Minimum subset of the Grassmanian that covers all of a vector space $\mathbb{F}_d^n$

Question

Consider a finite field $\mathbb{F}_d$ of order $d$, and let the vector space $V=\mathbb{F}_d^n$. Let $\mathbf{Gr}(m,V)$ be the Grassmanian containing all subspaces in $V$ of dimension $m$. Suppose $S\subset \mathbf{Gr}(m,V)$ is such that the union of all subspaces in $S$ is all of $V$. I would like to determine the smallest possible size of $S$.

When $m=1$, the answer is $\frac{d^n-1}{d-1}$ because any two pairs of lines intersect only at the origin.

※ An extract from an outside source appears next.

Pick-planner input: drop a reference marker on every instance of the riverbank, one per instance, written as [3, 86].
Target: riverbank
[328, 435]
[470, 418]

In fact, I conjecture that when $m|n$, we will be able to find $\frac{d^n-1}{d^m-1}$ subspaces that pairwise only intersect at the origin. More generally, $\frac{d^n-1}{d^m-1}$ is not an integer, but it will be a lower bound on the answer. Any thoughts on how to proceed with this problem?

Answer 1

The question is investigated in the paper: A. Beutelspacher, "On t-covers in finite projective spaces", J.Geom. 12:10–16 (1979), DOI: 10.1007/BF01920229.

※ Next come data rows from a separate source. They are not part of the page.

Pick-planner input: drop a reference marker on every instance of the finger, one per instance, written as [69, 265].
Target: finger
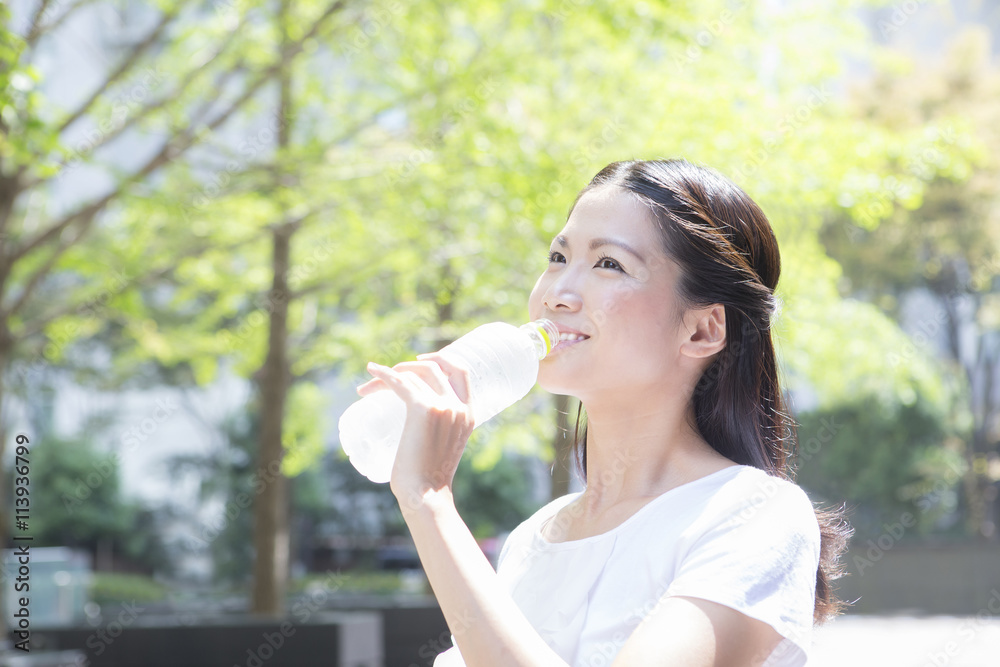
[457, 373]
[429, 372]
[393, 380]
[371, 386]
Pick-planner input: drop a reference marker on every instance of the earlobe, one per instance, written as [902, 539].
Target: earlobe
[708, 332]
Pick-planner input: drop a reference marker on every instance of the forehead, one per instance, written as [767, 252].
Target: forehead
[612, 211]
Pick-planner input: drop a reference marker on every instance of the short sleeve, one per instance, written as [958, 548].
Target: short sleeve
[759, 558]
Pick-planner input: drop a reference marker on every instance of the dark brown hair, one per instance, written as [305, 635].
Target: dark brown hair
[728, 254]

Beutelspracher proves that the number of $t$-dimensional projective spaces needed to cover a $d$-dimensional projective space over the field $GF(q)$ with $q$ elements is equal to $$q^{b + 1} \sum_{i = 0}^{a-1} q^{i(t+1)} + 1 = q^{b + 1} \cdot \frac{q^{a(t + 1)} - 1}{q^{t + 1} - 1} + 1$$ where $a = \lfloor\frac{d}{t + 1}\rfloor$ and $b = d - a(t + 1)$ are the quotient and the remainder of division of $d$ by $t + 1$.

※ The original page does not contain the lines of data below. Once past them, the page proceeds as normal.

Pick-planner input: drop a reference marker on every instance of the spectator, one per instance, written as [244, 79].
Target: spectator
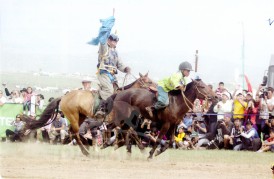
[40, 101]
[88, 130]
[268, 144]
[15, 135]
[239, 106]
[267, 127]
[224, 106]
[197, 108]
[224, 129]
[270, 100]
[2, 98]
[210, 86]
[16, 98]
[220, 90]
[58, 128]
[179, 138]
[235, 136]
[250, 138]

Note that the dimensions are projective, so they differ by $1$ from dimensions in your question. In particular, if $d + 1$ is divisible by $t + 1$, then the number coincides with $\dfrac{q^{d + 1} - 1}{q^{t + 1} - 1}$. In this case there indeed exists a cover by pairwise non-intersecting subspaces, which can be constructed as follows: consider the $(d + 1)$-dimensional affine space as an affine space over $GF(q^{t + 1})$ and cover it in a trivial way with lines over $GF(q^{t + 1})$, which are $t + 1$-dimensional affine spaces over $GF(q)$.